I'm so excited and bubbly, I keep using this opportunity to learn more about donating blood in Malaysia, or in general. Apparently, blood and plasma is stored separately in huge refridgerator rooms at the blood bank after it is screened for Hepatitis ABC, Malaria, HIV, TB and what have you else. So when a patient uses up blood, especially if it is a lot, their family and friends are asked to replace the blood in the bank as a manner of goodwill. Since I found out about the whole incident at work when an email was sent around for people to volunteer, many were confused if it was a direct transfusion or just to replace the amount of blood at disposal. The Malay woman said that in some private hospitals, they actually keep a money deposit for the blood used. I asked her if there were any religious issues attached to donating or receiving blood in Malaysia, for any of the many religions or if there are any special preferences and refer to orthodox Jews who would often rather die than receive a blood transfusion. She, as a Muslim, summarised simply that Muslims only care about preserving life, and that that is more important than anything else.

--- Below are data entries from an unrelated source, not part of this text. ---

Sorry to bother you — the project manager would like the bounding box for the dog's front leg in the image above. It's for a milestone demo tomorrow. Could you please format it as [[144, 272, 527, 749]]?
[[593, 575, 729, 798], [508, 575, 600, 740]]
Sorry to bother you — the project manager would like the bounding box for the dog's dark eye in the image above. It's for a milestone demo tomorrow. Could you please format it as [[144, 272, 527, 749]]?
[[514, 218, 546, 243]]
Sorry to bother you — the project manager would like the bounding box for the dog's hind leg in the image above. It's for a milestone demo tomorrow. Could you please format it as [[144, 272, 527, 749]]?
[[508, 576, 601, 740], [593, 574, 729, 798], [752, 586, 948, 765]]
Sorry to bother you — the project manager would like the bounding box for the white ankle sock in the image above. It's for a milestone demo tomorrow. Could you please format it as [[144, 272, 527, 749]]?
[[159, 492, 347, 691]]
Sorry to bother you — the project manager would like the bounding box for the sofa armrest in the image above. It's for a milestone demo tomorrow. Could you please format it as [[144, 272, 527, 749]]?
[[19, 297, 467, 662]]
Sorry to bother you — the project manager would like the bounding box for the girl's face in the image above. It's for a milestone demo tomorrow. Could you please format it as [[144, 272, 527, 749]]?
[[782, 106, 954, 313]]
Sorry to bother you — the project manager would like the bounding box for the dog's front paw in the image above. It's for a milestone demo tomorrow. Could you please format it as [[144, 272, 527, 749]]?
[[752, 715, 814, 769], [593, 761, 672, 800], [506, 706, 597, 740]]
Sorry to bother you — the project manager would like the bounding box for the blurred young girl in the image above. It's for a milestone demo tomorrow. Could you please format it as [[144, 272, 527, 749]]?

To commemorate the whole experience, I had the lady take a picture of me (might as well make it fun if it hurts, right?) and proudly receive the donor record booklet (which looks like a passport, so very official) as well as a fridge magnet (I've been secretely looking forward to a reward). I am offered a cup of Milo (a popular brand of chocolate drink in Malaysia) to replenish before I hop off to work (showing off two awe-inspiring very visible white pads on my arms) - business as usual!

3 courageous comments!:

Kat said...

I love you how you make a cultural experience out of donating blood :) - very fascinating, I had no idea of the fact that it matters where you have lived! Also, I admire you for doing this in such a relaxed manner - I nearly fainted after they took blood from me for a mere bloodwork (ok, it was a full one, but still far less blood was taken than they do at a donation).

Heidi said...

Haha, yeah I actually really enjoyed myself there all day long! There are pictures too - with the bag of blood, will show them to you after!

A friend of mine once had blood taken and she INFORMED the doctor that she cannot see blood and would faint. Of course, the doctor laughed it away. My friend came to consciousness later with a panicked doctor and a nurse hovering above her, administering her a sugar cube! ;)

Julie said...

Heidi!! bali pictures look amazing--i want to bike in the paddy fields!!!